Als allerdings Gerüchte laut wurden, die AKP könnte hinter den Sexfallen stecken, musste Erdogan energisch dementieren. Ob ihm das abgenommen wird, ist aber fraglich, schließlich hatte er im Wahlkampf die nationalistische MHP scharf angegriffen. So blieb bis zuletzt unklar, wem der Skandal tatsächlich schadet.
Kurdenpartei mit Einzelkandidaten
Es bleibt noch die Kurdenpartei BDP (Partei für Frieden und Demokratie), die mit nominell unabhängigen Kandidaten antritt, um die Zehnprozenthürde für den Einzug zu umgehen. Wahlforscher gehen von bis zu 30 BDP-Abgeordneten aus, die per Direktmandat ins Parlament einrücken könnten. Gute Chancen auf einen dieser Sitze hat der syrisch-orthodoxe Ostanatole Erol Dora, ein 47-jähriger Rechtsanwalt. Als unabhängiger Kandidat könnte er als erster Christ seit dem Militärputsch von 1960 ins türkische Parlament einziehen.
EU-Beitritt kaum ein Thema
Bis zum Wahlkampffinish fehlte ein Thema fast völlig in der Debatte: Der angestrebte EU-Beitritt kam nach den Zurückweisungen durch die Union kaum vor. Mit dem Selbstbewusstsein einer neuen Wirtschaftsmacht ist der Beitritt mittlerweile weniger drängend. „Wir schauen uns anderswo um“, sagte etwa Wirtschaftsminister Ali Babacan.

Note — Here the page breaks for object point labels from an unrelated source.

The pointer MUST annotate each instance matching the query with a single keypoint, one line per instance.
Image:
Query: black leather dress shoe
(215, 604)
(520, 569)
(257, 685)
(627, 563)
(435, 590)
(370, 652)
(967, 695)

Ganz vergessen ist das Projekt aber nicht. Erdogan kündigte wenige Tage vor der Wahl an, die EU-Bewerbung seines Landes mit einem eigenen Ministerium aufwerten zu wollen. Das EU-Ministerium werde zum neuen Kabinett der Türkei nach der Wahl gehören.
Bisher wird die türkische EU-Kandidatur von einem Verhandlungsführer mit Ministerrang koordiniert, doch verfügt Amtsinhaber und Erdogan-Berater Egemen Bagis derzeit über kein eigenes Ministerium.